Companies such as Maruti Suzuki India Ltd, Hyundai Motor Co., Volvo Cars and Kia Motors India have already announced plans to introduce hybrid or electric cars. Tata Motors Ltd and Mahindra and Mahindra Ltd are already supplying their electric cars to the Union government. The companies have, however, raised concerns about the inadequate charging infrastructure for such vehicles.
“Charging infra is definitely a key enabler of electrification,” said Rakesh Batra, national leader, automotive sector, EY. “You can’t get people to buy EVs unless there is an option for them to charge. In terms of policy, this is an important step because on product side, EVs are commercially available now.
The new guidelines aim to “proactively support creation of EV charging infrastructure in the initial phase and eventually create market for EV charging business and encourage preparedness of electrical distribution system to adopt EV charging infrastructure”.
In August, Mint reported that the government might provide a ₹1,000 crore subsidy to build a nationwide charging infrastructure as part of FAME 2. The ministry in its document did not refer to any subsidy figure or a target for setting up charging stations.
The rollout of the scheme will take place in two phases.
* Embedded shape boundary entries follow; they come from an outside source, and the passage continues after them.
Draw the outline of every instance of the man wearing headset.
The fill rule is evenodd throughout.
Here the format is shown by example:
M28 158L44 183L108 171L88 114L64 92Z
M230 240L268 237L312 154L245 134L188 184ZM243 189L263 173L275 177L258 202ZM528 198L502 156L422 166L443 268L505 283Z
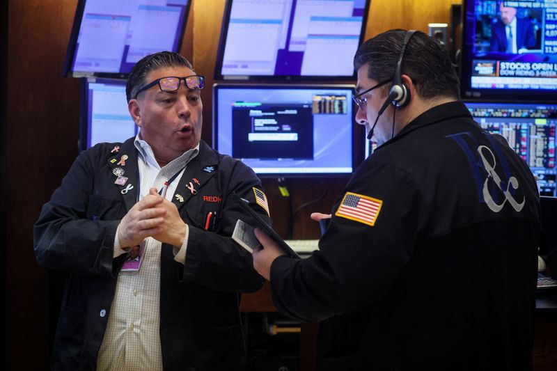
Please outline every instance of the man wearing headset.
M256 230L254 266L274 305L322 321L319 370L531 369L530 170L473 121L448 56L425 33L378 35L354 67L356 120L379 146L311 256L282 256Z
In the first phase, spanning up to three years, all nine mega cities—Mumbai, Delhi, Bengaluru, Hyderabad, Ahmedabad, Chennai, Kolkata, Surat and Pune—and expressways and important highways connected to them will be covered. This includes corridors such as the Mumbai-Pune expressway, Ahmedabad-Vadodara, Delhi-Agra Yamuna Expressway, Delhi-Jaipur, Bengaluru-Mysuru and Bengaluru-Chennai.
In Phase 2, which will roll out over the following three-five years, will cover state capitals, Union territory headquarters and highways connected to them. The ministry will designate a central nodal agency to facilitate this rollout, while states can have their own nodal agencies, most likely the state discom.
The guidelines recommend that any person seeking to set up a PCS be provided connectivity on priority by the discom licensee in the area. The person may also obtain electricity from any generation firm through open access.
The guidelines also lay out technical requirements for a PCS: it should have an exclusive transformer with all related substation equipment including safety appliance, a 33/11KV line/cables with associated equipment including as needed for line termination/metering, adequate space for charging and entry/exit of vehicles, one or more electric kiosk/boards with installation of all the charger models and a tie-up with at least one online network service provider to enable advance remote/online booking of charging slots by EV owners. If a fast charging facility is also planned, the PCS should also have appropriate liquid-cooled cables for on-board charging of fluid-cooled batteries and appropriate climate control equipment for fast charging of batteries to be used for swapping. These conditions do not apply to private charging points owned by individuals or captive charging infrastructure set up by a firm for its own fleet of EVs.
CEA should maintain an online database of all PCSes set up in the country. The guidelines recommend setting up at least one PCS in a grid of 3km or one every 25km on both sides of roads and highways. There should be at least one fast charging station every 100km for long-range EVs or heavy-duty EVs such as trucks and buses. Existing fuel retail outlets run by public sector oil marketing firms (Indian Oil Corp. Ltd, Bharat Petroleum Corp. Ltd and Hindustan Petroleum Corp. Ltd) can be given priority status to set up PCSes on their premises.
“The question is, though, of who is going to invest,” Batra said. “How will we make it commercially viable for investors to set this up, because there are several operational elements such as land availability, is this going to be financially viable as a business, etc? Delhi has a policy, which allows a charging station at every 3km, but charging stations need more land than a petrol pump. Even a fast charge takes about 20 minutes and there has to be space for vehicles to be parked as demand grows. What sort of incentive are we offering to individuals, who want to set up a charging station so that it can be supported as an independent business?”
“We’re still at an early stage of evolution from the existing ecosystem to the new ecosystem,” he added.
India wants its automobile industry to progressively shift to electric vehicles as part of its strategy to fulfil its climate change commitments. As part of the commitments to the United Nations Framework Convention on Climate Change adopted by 195 countries in Paris in 2015, India has to cut its carbon footprint by 33-35% from its 2005 levels by 2030.